Glimpses of antiquity as far back as human ken can reach expose the womb of the woman as the axis of the universe, the nucleus of the world in which all deities and human beings, whatever their age, ability, background, physical or spiritual power take form. In other words, within the bosom of the woman resides the fructifying, life-giving power without which sustaining source for the continual existence of the human species is impossible. This is why generations throughout ages have celebrated the fertility of the woman.

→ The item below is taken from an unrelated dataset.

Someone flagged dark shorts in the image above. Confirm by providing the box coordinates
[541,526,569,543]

This is why pregnancy, the transition into motherhood in most African societies is climaxed with special mother-centered gatherings of friends and family to honor, support, nurture, and encourage the mother-to-be in her new role or continuing role. For the most part, pregnancy is a special time in life to honor this momentous rite of passage and infuse the epoch with love, spirit, caring, and support the mother-to-be. For example, in certain traditional society, not only was it uncommon to take all the best part of certain slaughter animals to be specially prepared to feed the mother-to-be but she was forbidden to eat certain meat, mushroom, and vegetables for the sake of the fetus. Equally important, the mother-to-be was the first to take her bathe, eat, and went to bed early as the goddess or a protectress of the “seed.” In essence, the mother has not only been the glue of the household and the flower in a garden but one who gives birth to the human race, the “sons of gods”, including Jesus Christ.

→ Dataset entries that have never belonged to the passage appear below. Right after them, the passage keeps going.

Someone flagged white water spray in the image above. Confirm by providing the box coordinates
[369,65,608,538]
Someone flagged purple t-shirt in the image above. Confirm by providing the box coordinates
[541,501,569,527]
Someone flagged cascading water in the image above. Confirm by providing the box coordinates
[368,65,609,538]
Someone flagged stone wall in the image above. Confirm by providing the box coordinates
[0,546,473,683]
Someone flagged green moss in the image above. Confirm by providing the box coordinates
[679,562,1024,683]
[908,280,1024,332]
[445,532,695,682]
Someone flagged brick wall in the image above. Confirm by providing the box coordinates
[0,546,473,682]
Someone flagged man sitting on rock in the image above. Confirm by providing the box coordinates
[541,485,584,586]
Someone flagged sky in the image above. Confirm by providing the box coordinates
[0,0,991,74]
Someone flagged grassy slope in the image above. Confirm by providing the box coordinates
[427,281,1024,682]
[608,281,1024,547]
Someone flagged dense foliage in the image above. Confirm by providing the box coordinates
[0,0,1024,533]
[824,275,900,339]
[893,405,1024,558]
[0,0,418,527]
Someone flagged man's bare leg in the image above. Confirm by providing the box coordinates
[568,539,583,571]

It is no wander why an early death of a child or the loss of the unborn to a miscarriage, “spontaneous abortion" is one of the most traumatic experiences no couple would ever want to go through. They are haunted for life with the frustrated feelings of motherhood. Musicians, poets, prophets, and sagas of all ages have ventured to send coded messages that the survival of any society was bleak where threat to the unborn and the mother was imminent. Sadly, this is the “sour pills” an estimated 30 million plus childbearing African women who become pregnant in malaria-endemic environment annually have to sallow, thereby dying from a malaria-induced miscarriage/stillbirth. The figure is vividly captured in the U.N. findings that 95 percent of the deaths worldwide, related to pregnancy and childbirth, occurs in Africa where a woman dies from complications in pregnancy every minute. The statistics is even frightening when compare to women living in the western world. For example, “African women are 175 times more likely to die in childbirth and pregnancy than Westerners, a UN report says(ww.news.bbc.co.uk/2/hi/health/).

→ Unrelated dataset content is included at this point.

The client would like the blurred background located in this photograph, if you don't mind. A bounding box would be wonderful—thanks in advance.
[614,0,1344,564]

Additionally, tens of thousands of African women who survive the ordeal would live with severe disabilities, maternal anemia, and would see their low birth weight babies so vulnerable to infection that death is likely to occur during their first year because malaria burns up energy of these weak children who must lose a lot of body fluids through sweating. As a result, 75% of all malaria deaths, which are children, happened in Black Africa (www.sahims.net) because of lack of treatment, including proper hydration due to economic depravity to buy appropriate valuable nutrients. Here is the true face of malaria but who will hear the cry of the women?

Role of Malaria Induced Miscarriage in Liberia:

Miscarriage is a bleeding, cramping, or passing tissue or large clots that occurs before the 20 weeks gestational age or approximately up to the 5th month. In the case of malaria-related miscarriage, when the mosquito bites a mother-to-be, merozoites invade and destroy red blood cells in the human body. As the destruction of red blood cells spills wastes, toxins, and other debris into the blood, the human body responds by producing fever, an immune response that speeds up other immune defenses to fight the foreign invaders in the blood. The fever usually occurs in intermittent episodes, which begins with sudden, violent chills (or what we called in Liberian the person trembling), followed by an intense fever and then profuse sweating. Upon initial infection with the malaria parasite, the episodes of fever frequently last 12 hours and usually leave an individual exhausted and bedridden. Repeated infections with the malaria parasite can lead to severe anemia, a decrease in the concentration of red blood cells in the bloodstream because the malaria parasite usually consumes or renders unusable the proteins and other vital components of the infected person’s red blood cells www.ratsteachmicro.com/Malaria).

Untreated, the sporozoites divide repeatedly to form 30,000 to 40,000 merozoites in liver cells over the course of one to two weeks. The colony of merozoites departs the liver to enter the bloodstream, where they invade red blood cells. While in the blood cells, the merozoites multiply quickly thereby forcing the red cells to burst, while releasing into the bloodstream a new generation of merozoites that go on to infect other red blood cells (www.ratsteachmicro.com/Malaria).

How Malaria Destroys the Placentia and the Unborn of Liberian Mothers:

When a pregnant woman develops malaria it enters the placenta. This is very dangerous during the first and second stages of the pregnancy at which time the pregnancy is more venerable to malaria than at a later stage. As stated early, the malaria parasites multiply and continue to burst the cells of the placenta, it damages placental integrity, thereby interfering with the ability of the placenta to transport nutrients and oxygen to the fetus. Infection of the placenta increases the risk of stillbirth and miscarriages because the placenta, which is soaked up serum iron for the mother's bone marrow and iron for the baby is not only responsible for creating the pregnant mother blood cells, but it is the lifeline of the fetus. In other words, infected placenta deteriorates in placental function, causing transient fetal hypoxia, meaning deprivation of enough oxygen supply to the unborn, so stillbirth or miscarriage occurs.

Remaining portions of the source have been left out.